We can be certain that they ruled creation together, in perfect harmony, as a team, on an equal basis, as designed by God.

  NOTES

THE HELPER

1. Dr Joy Elasky Fleming with J. Robin Maxson. Man and woman in biblical unity.
    Theology from Genesis 2-3. (Minneapolis, MN 55404-2451: Christians for biblical equality, 1993), pp. 6-9.
2. ibid., pp. 9-10.
3. Catherine Clark Kroeger and James R. Beck, editors.
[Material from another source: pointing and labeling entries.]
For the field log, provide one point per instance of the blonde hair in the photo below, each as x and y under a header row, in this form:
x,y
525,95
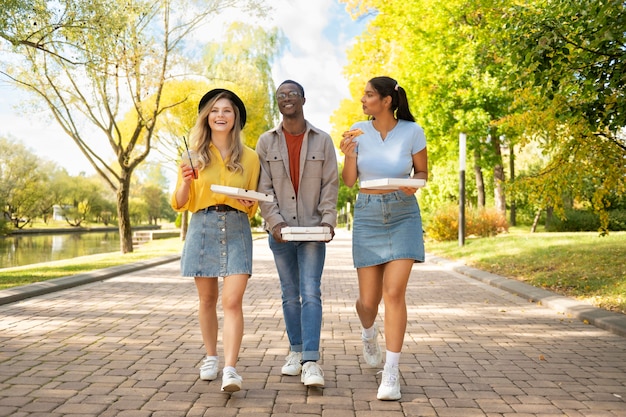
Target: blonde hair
x,y
201,136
Women, abuse and the Bible. How Scripture can be used 
    to hurt or to heal p. 33 (Grand Rapids, Michigan 49516, Baker Books, 1996), p.33 How Scripture can be used to 
    hurt or to heal p. 33 (Grand Rapids, Michigan  49516, Baker Books, 1996), p.33
4. Source obtained from the Internet: Christian Classics Ethereal Library. Commentary by John Calvin on I Timothy 
    2:13.
5. Wayne Grudem. Systematic Theology; an Introduction to Biblical Doctrine, (Leicester, Great Britain, Intervarsity  
    Press and Grand Rapids, Michigan, (Leicester, Great Britain, Intervarsity Press and Grand Rapids, Michigan,
    USA, Zondervan Publishing House, 1994) pp. 461 – 462.
6. Charles Trombley. Who said women can’t teach? P. 74 (South Plainfield, NJ 07080: Bridge Publishing, Inc., 
    1985), p. 74.
7. ibid. p. 70
8. ibid. p.71
9. Bruce C.E. Fleming, Familiar “leadership” heresies uncovered by an inside look at the Bible. The Eden heresies 
   (Gen 2-3, I Tim 1-3). The headship heresies (I Pet 3, Eph 5-6). The legalist heresies (I cor 11 & 14). (Eugene, OR 
    97401: Resource Publishings, 2005), p. 71.